Description: Data smoothing with penalized splines is a popular method and is well established for one- or two-dimensional covariates. The extension to multiple covariates is straightforward but suffers from exponentially increasing memory requirements and computational complexity. This toolbox provides a matrix-free implementation of a conjugate gradient (CG) method for the regularized least squares problem resulting from tensor product B-spline smoothing with multivariate and scattered data. It further provides matrix-free preconditioned versions of the CG-algorithm where the user can choose between a simpler diagonal preconditioner and an advanced geometric multigrid preconditioner. The main advantage is that all algorithms are performed matrix-free and therefore require only a small amount of memory.
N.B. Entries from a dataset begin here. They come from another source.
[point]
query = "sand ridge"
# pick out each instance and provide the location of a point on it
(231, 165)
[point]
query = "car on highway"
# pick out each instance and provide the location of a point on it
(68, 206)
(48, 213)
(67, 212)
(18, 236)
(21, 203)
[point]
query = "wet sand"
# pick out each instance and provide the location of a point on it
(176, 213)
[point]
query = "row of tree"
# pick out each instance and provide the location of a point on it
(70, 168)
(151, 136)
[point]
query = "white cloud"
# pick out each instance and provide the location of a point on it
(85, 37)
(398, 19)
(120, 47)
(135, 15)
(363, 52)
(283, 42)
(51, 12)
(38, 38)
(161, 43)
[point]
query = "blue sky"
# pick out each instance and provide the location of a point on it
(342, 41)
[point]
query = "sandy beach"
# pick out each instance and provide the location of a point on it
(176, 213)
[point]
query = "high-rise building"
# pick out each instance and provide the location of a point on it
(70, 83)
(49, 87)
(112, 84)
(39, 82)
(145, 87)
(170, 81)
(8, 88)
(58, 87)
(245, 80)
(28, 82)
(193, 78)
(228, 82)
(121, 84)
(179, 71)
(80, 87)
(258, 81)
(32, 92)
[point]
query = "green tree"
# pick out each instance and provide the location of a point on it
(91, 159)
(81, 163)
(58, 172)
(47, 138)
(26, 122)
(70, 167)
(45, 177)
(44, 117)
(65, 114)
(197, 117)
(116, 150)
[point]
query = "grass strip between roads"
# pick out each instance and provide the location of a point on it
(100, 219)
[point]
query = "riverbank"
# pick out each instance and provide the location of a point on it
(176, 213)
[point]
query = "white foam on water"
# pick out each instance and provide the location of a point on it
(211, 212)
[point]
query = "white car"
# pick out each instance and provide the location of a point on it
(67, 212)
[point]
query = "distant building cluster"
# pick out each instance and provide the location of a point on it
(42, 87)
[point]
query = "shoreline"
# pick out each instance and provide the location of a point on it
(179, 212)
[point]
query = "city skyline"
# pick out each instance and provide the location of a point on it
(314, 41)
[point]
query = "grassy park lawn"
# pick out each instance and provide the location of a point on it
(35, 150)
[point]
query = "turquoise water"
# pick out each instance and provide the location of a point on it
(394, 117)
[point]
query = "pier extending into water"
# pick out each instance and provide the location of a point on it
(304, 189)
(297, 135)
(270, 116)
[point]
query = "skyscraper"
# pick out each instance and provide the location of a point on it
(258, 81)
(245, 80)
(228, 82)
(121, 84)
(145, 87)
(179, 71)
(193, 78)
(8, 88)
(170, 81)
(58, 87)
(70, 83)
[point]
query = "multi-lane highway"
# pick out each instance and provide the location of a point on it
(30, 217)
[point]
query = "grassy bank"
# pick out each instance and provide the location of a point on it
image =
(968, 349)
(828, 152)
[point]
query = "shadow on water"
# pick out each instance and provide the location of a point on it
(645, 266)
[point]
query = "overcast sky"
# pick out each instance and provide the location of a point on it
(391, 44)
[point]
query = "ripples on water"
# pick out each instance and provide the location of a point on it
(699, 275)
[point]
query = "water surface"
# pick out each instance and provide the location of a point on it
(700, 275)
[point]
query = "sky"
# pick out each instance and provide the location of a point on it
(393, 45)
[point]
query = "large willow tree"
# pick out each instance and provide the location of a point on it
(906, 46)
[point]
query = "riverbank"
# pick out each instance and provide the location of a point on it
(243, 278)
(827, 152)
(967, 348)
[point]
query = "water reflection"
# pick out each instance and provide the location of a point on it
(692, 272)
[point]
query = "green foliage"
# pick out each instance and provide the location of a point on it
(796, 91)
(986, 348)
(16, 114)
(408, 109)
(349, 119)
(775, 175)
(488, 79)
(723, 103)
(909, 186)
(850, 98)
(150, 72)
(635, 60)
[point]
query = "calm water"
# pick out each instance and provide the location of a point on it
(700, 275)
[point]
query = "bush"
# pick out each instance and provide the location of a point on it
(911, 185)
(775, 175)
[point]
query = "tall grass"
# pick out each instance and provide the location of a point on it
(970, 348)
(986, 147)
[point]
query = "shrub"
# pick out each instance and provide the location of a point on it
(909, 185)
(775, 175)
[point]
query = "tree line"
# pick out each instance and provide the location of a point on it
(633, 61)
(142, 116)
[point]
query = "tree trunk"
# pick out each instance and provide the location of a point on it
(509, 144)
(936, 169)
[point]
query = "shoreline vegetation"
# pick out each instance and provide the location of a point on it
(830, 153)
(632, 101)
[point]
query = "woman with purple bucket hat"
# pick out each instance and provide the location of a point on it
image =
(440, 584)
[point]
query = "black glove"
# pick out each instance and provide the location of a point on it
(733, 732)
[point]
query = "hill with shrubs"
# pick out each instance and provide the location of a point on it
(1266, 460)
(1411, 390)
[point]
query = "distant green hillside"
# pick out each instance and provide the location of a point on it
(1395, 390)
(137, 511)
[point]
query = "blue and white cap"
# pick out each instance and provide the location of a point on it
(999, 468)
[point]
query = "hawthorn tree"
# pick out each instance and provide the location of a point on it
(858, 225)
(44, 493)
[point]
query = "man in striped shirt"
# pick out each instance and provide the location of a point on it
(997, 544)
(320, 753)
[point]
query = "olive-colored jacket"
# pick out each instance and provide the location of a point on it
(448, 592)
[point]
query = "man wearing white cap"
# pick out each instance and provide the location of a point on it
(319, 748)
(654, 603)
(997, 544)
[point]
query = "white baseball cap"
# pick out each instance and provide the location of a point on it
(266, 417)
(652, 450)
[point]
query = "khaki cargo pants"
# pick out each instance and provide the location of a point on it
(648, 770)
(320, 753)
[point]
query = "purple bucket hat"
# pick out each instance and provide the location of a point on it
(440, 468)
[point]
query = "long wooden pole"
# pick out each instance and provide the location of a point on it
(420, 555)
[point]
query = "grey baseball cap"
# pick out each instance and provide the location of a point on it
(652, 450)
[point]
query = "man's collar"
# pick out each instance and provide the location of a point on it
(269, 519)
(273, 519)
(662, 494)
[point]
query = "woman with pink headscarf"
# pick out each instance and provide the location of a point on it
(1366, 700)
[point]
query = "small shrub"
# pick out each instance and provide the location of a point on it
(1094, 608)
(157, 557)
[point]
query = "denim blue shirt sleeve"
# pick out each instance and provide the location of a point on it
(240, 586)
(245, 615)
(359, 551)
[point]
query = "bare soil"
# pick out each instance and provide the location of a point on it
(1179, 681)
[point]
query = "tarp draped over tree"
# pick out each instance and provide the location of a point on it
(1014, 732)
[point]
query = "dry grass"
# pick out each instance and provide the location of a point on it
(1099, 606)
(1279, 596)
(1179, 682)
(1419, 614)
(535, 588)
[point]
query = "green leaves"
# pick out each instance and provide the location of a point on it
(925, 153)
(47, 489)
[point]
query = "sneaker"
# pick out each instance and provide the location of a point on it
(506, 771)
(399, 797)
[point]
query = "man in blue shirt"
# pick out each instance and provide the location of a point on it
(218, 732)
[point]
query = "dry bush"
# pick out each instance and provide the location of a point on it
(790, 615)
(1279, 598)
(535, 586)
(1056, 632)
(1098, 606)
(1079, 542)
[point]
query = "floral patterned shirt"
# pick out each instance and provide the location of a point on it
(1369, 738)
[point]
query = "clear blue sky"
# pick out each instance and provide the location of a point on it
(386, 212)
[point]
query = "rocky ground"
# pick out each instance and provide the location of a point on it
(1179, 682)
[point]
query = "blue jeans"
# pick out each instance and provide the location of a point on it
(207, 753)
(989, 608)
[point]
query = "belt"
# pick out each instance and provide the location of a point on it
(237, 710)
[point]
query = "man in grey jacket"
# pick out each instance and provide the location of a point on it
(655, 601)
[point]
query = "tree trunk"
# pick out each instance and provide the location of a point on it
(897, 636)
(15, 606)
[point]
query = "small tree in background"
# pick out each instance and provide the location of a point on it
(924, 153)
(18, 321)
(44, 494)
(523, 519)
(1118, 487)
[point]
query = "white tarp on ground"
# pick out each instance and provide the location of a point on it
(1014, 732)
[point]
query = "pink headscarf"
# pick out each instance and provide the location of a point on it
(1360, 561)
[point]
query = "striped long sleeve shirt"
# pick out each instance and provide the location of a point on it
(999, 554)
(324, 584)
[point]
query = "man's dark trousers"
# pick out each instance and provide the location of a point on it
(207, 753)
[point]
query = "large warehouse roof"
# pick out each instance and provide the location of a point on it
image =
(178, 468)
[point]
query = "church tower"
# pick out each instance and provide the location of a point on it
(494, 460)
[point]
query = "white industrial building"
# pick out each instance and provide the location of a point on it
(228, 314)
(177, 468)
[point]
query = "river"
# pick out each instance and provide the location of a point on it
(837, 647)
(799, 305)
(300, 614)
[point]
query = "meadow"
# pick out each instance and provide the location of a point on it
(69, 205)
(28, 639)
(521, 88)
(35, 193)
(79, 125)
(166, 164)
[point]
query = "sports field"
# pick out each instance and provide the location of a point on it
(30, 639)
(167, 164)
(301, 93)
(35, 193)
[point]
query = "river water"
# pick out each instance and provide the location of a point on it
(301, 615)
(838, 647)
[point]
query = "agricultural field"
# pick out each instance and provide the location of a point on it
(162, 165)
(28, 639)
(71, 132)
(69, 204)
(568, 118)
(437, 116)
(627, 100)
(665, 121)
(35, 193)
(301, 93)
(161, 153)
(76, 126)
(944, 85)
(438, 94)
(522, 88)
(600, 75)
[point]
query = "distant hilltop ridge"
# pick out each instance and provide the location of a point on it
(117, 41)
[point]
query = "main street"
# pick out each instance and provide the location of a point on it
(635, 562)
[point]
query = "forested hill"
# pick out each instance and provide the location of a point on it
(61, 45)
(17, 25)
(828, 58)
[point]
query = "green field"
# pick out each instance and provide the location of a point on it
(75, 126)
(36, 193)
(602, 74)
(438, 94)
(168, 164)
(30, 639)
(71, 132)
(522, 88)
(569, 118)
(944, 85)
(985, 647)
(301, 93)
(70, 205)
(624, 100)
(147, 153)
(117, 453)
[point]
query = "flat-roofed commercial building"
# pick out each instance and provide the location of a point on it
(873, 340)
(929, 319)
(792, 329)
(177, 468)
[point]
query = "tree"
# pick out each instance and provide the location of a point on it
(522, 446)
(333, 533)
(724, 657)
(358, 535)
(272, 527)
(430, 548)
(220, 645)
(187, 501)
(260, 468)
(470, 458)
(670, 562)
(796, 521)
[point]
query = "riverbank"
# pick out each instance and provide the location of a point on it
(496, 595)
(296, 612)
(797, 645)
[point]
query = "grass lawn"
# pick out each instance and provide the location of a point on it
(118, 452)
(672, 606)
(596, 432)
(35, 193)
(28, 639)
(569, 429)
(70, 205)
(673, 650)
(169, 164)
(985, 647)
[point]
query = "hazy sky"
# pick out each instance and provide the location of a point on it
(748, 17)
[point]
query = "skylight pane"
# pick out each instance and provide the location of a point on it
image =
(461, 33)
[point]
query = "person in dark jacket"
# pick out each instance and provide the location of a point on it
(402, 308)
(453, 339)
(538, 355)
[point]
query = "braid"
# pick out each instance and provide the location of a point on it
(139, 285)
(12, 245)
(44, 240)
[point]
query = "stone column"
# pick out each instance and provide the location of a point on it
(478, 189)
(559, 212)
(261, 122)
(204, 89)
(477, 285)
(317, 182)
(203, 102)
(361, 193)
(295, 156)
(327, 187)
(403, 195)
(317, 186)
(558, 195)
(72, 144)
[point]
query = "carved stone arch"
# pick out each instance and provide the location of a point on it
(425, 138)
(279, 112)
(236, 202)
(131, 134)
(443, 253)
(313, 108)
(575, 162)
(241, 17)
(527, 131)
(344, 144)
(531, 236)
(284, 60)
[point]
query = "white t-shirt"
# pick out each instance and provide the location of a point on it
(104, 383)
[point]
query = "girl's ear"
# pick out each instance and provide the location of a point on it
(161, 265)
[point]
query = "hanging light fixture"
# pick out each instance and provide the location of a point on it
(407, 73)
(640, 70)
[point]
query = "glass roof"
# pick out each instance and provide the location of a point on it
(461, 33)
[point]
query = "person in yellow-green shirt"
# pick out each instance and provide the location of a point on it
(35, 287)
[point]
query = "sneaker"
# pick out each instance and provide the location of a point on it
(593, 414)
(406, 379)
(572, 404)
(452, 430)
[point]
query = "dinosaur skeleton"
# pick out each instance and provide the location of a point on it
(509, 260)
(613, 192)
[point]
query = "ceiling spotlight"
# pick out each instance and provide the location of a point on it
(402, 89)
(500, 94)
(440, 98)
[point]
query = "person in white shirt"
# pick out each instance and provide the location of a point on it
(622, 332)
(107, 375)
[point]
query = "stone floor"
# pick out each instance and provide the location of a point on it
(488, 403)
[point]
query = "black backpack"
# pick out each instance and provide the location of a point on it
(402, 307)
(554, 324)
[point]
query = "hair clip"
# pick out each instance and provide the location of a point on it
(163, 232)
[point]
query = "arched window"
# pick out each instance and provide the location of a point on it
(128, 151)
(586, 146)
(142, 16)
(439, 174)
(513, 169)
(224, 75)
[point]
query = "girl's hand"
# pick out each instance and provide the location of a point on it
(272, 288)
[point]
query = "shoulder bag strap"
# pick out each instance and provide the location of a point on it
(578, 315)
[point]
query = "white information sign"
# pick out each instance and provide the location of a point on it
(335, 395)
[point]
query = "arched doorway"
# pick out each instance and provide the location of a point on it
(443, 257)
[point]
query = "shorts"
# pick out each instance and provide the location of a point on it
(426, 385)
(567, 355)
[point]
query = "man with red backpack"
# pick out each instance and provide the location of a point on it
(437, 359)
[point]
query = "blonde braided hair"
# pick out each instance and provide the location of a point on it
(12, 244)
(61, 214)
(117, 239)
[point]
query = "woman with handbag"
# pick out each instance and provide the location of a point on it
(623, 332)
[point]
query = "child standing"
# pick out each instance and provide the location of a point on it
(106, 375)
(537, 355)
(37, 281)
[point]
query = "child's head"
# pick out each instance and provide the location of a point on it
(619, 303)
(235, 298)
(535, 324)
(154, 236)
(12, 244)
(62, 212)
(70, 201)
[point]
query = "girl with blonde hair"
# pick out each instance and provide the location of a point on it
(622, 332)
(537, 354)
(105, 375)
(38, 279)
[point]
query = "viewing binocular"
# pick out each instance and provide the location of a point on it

For further detail see Siebenborn & Wagner (2019) arXiv:1901.00654.
The demo code allows to choose between a pure CG and a multigrid preconditioned CG solver.
A train and test data set with n
samples in P
dimensions is generated via the function data <- generate_test_data(n, P)
.
n <- 100000
P <- 3
data <- generate_test_data(n, P)
X_train <- data$X_train
y_train <- data$y_train
G <- 5
m <- rep(2^G-1, P)
q <- rep(3, P)
#penalty_type <- "curve"
penalty_type <- "diff"
lambda <- 0.1
#model <- CG_smooth(m, q, lambda, X_train, y_train, pen_type = penalty_type, tolerance = 0.1)
#model <- PCG_smooth(m, q, lambda, X_train, y_train, pen_type = penalty_type)
model <- MGCG_smooth(G, q, lambda, X_train, y_train, tolerance = 0.1)
model$rmse
model$R_squared
n <- length(y_train)
res <- model$residuals
RSS <- sum(res^2)
df <- estimate_trace(m, q, lambda, X_train, pen_type = penalty_type)
AIC <- log(RSS) + 2*df/n
AIC_C <- log(RSS) + 2*(df+1) / (n-df-2)
X_test <- data$X_test
y_test <- data$y_test
y_pred <- predict_smooth(model, X_test)
res <- y_pred - y_test
RSS <- sum(res^2)
mean_res <- mean(res)
sd_res <- sd(res)
rmse <- sqrt( mean( res^2 ) )
R_squared <- 1 - ( sum(res^2) / sum( (y_test-mean(y_test))^2 ) )